The more I study the 5E I see it as a multicomputer or distributed system. The minicomputers were responsible for OAM and orchestrating the symphony over time, but the communications are happening across the CM which implements the Time/Space/Time fabric and a sea of microcontrollers. I think this clarification is worthwhile because it drives your point about faults in this computer-era and by extension this (micro)services-era home even more -- it's much less mainframe and more distributed system than commonly chronicled, which can be a harder problem especially with the tooling back then.
It's actually an 8 volume History (I have all 8 on my shelf) 3 were just on switching system - you left out the parallel development to Panel, Rotary.

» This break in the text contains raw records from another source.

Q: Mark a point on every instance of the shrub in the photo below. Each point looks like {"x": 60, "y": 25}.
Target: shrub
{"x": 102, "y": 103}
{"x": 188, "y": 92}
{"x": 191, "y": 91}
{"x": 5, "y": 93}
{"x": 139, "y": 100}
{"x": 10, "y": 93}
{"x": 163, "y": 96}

Museum in seattle also has a working 3ESS (likely the only one left in the world), and have recently added a DMS-10 as well.

> That record has not been maintained in the computer era. It is worth understanding why.

Go on.

Briefly,

The big dumb switch fabric of #5 Crossbar has no processing power at all, but it has persistent state. The units that have processing power all go down to their ground state at the end of each call processing event, and have no state that persists over transactions. The various processing units (markers, junctors, senders, originating registers, etc.) are all at least duplicated, and usually there's a pool of them. Requests "seize" a unit at random from a pool, the unit does its thing, and the unit is quickly released.

Units have self-checking, and if they fail, they drop out of their pool and raise an alarm. The call capacity or connection speed of the exchange is reduced but it keeps working. Everything has short hardware stall timers which will prevent some unit failure from hanging the exchange.

#5 Crossbar has almost no persistent memory. End offices (for connecting subscriber lines) did not log call info. Toll offices did, but that used an output-only paper tape punch. There's so little state in the switch that matching up call start and call end events was done later in a billing office where the paper tape was read.

The combination of statelessness and resource pools prevented total failure. Errors and unit failures happened occasionally but could not take down the whole switch.

There's plenty of info about #5 Crossbar on line, but 1950s telephony jargon is so different from 2020s server jargon that it's not obvious that #5 Crossbar is a microservices architecture.

Thinking about this, this is why Erlang, designed for phone switches, is built around small processes which can fail and be restarted.